High-Efficiency Electric Home Rebate Act
The HEERA helps make home electrification possible for America’s most energy vulnerable households. It helps low- and moderate-income (LMI) households afford the energy-efficient upgrades needed to lower costs and greenhouse gas emissions. HEERA designates $4.275 billion in rebate funding to be distributed by state energy offices and $225 million to be distributed by tribal governments; establishes point-of-sale consumer rebates for “qualified electrification projects,” up to $14,000 per household; covers 100% of electrification costs for low-income households and 50% of costs for moderate-income households; extends rebates to multifamily buildings in which 50% of residents are LMI; and incentivizes contractors to perform electrification projects in LMI communities.
Green and Resilient Retrofit Program (GRRP)
The $4.8 billion GRRP offers developers and owners direct grants and loans to improve HUD-assisted properties. Eligible owners include those who receive HUD rental assistance under these programs: Multifamily Section 8 project-based rental assistance, Section 202 Supportive Housing for Low-Income Elderly, and Section 811 Supportive Housing for Low-Income Persons with Disabilities. The awards are categorized into three cohorts: Element Awards, Leading Edge Awards, and Comprehensive Awards.
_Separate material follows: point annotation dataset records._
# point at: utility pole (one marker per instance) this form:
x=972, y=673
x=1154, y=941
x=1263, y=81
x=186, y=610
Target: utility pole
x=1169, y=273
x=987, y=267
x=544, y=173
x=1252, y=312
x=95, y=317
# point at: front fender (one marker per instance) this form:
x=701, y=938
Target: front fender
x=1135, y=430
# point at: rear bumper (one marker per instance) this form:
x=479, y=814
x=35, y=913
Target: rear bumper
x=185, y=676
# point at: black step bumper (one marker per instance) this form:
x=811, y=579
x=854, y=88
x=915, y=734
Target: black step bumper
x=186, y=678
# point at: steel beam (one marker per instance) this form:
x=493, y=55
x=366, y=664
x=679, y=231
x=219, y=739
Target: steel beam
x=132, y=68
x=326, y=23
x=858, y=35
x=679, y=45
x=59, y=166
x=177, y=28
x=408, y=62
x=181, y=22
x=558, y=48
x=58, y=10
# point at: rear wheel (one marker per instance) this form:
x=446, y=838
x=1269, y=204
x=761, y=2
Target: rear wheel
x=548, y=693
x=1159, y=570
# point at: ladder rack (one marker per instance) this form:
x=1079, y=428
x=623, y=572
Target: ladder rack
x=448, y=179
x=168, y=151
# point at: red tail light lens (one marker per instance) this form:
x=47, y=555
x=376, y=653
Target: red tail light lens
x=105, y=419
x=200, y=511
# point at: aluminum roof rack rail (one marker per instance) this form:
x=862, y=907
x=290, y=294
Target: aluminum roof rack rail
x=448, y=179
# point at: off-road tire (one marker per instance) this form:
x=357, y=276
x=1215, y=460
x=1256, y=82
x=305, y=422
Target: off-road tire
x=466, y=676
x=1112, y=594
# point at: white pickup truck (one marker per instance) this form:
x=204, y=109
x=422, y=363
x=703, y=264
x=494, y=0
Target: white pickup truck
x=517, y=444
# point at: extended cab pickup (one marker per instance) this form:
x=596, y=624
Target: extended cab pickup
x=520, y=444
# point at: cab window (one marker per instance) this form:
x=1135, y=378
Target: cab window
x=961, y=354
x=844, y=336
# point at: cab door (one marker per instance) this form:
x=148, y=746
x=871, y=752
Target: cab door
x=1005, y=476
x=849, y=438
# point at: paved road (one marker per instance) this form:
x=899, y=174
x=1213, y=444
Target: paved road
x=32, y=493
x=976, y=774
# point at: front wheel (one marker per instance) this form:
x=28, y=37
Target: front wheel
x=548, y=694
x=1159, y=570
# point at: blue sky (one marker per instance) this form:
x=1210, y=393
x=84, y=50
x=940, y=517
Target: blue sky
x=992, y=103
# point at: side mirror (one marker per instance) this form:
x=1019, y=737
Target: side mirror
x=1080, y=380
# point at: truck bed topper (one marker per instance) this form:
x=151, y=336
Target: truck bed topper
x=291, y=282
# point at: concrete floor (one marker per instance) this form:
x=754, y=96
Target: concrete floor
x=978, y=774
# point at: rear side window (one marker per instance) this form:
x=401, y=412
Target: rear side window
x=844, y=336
Element Awards are for properties that are materially advanced in a recapitalization transaction that includes targeted utility efficiency, carbon emissions, reduction, renewable energy, and/or climate resilience measures. HUD expects to make approximately 200 awards available with $140 million in funding. This could be funding of up to $40,000 per unit, or $750,000 per property.
Leading Edge Awards are for properties with a significant capacity to execute a rehabilitation that will achieve an advanced green certification. HUD expects to make approximately 100 awards available with $400 million in funding. This could be funding up to $60,000 per unit, or $10 million per property. Leading Edge applicants have plans for advanced green certifications and are developers with a strong track record completing other green projects. As such, leading Edge awards have different scoring criteria to reflect more sophisticated projects.
Comprehensive Awards are for a range of properties, including those just beginning to think about a recapitalization plan where the property owner is interested in improving the utility efficiency and properties’ resiliency to climate hazards. HUD expects to make approximately 300 awards available with $1.47 billion in funding. This represents funding of up to $80,000 per unit, or $20 million per property.
To note, a developer’s chance of securing a GRRP grant or loan is significantly increased if they apply now because, in addition to rolling deadlines, there are caps on the total dollar amount of awards per cohort.
The IRA and its associated benefits are a bit of a Rubik’s Cube that require time, effort, and professional guidance to maximize the full benefits.